Why Ed Miliband is being led rather than leading

Another good piece by Eric Shaw, author of ‘Strange Death of Labour in Scotland’, on the proposed Miliband reforms.

As in his LSE post he questions the coherence of the reforms and the impact on party funding. Even this depends on the trade unions co-operating and that is far from certain. He questions the value of primaries and the assertion that this is about ending machine politics that have historically been associated more with the right wing of the Party. As he says “Blairites might like to dwell on the parable of moats and beams”.

Finally, he asks the question why now? “Many of the party will be disturbed by what appears to be a rushed and ill-considered approach to reforming party organisation. The reforms are being touted as signalling a transformation in how Labour does politics. If so, why were they thrown together so hastily and with so little reflection?”

On a similar theme I am indebted to Left Futures for spotting this gem from Conservative Home. This is the speech Ed Miliband should have made in response to Cameron’s attack:

“Yes, as Labour leader of course I believe in collective action. I believe in getting working-class candidates as well as middle-class candidates to stand for Labour. I don’t want our society to be more and more dominated by a wealthy oligarchy as identified by your cousin Ferdinand Mount in his book The New Few.

Labour stands for the masses, not the plutocrats. I don’t agree with everything that trade unionists do, but without the trade unions our party would not exist and I am not going to allow the Prime Minister, with his diversionary attack on Unite, to make us ashamed of our roots in the Labour movement. I absolutely defend the right of people to join unions, and of the unions to continue to modernise themselves so that they offer what their members need.

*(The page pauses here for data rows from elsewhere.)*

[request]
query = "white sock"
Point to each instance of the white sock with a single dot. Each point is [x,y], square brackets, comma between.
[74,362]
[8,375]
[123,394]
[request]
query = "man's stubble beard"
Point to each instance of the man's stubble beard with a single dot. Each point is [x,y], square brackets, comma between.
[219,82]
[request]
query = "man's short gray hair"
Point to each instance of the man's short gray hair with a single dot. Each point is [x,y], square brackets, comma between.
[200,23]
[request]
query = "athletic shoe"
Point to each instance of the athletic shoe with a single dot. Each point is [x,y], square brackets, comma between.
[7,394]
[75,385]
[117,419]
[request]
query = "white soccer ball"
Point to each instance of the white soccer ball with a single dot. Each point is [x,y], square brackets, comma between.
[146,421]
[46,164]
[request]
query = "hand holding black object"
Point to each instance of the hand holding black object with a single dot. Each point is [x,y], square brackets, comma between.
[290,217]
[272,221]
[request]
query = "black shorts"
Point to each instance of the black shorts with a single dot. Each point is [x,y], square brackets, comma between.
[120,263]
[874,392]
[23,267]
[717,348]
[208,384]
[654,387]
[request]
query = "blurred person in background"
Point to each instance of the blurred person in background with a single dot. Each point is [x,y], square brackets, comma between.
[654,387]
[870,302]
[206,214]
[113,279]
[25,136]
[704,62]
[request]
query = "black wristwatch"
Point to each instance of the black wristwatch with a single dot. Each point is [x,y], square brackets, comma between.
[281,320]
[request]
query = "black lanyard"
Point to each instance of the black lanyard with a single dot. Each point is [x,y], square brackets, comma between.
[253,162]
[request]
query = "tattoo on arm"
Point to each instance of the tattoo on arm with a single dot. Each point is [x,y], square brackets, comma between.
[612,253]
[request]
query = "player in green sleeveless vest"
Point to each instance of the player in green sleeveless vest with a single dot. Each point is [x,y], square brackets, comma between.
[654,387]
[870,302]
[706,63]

One of the problems we now have, identified by David Goodhart in a recent article for Prospect, is that there are between eight and 11 million low-paid, low-skilled workers in this country, permanently excluded from the prosperity of skilled workers and not represented by any union at all.

This disparity between the rich and the poor may be a matter of indifference to the Prime Minister, but Labour is determined to represent the interests of all workers, both those who make world-beating motor cars and those who for meagre returns care for our old people and clean our offices. That is what I mean by One Nation, and it naturally includes a place for trade unions representing workers who are otherwise powerless to stand up for themselves.”

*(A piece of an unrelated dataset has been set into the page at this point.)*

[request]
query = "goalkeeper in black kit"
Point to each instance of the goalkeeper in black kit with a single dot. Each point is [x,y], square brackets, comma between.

Sadly, it was written by a Tory, not one of Ed’s advisors.

Miliband reforms not a coherent programme

Ed Miliband was under intense pressure to take action and distance the Labour party from strong union influence following the selection scandal in Falkirk. Eric Shaw examines these proposals at the LSE Politics blog and argues that the suggested changes do not really form a coherent programme. He asks why this has come about and sees it as an ongoing struggle for the heart of the Labour party between Blairites and the unions.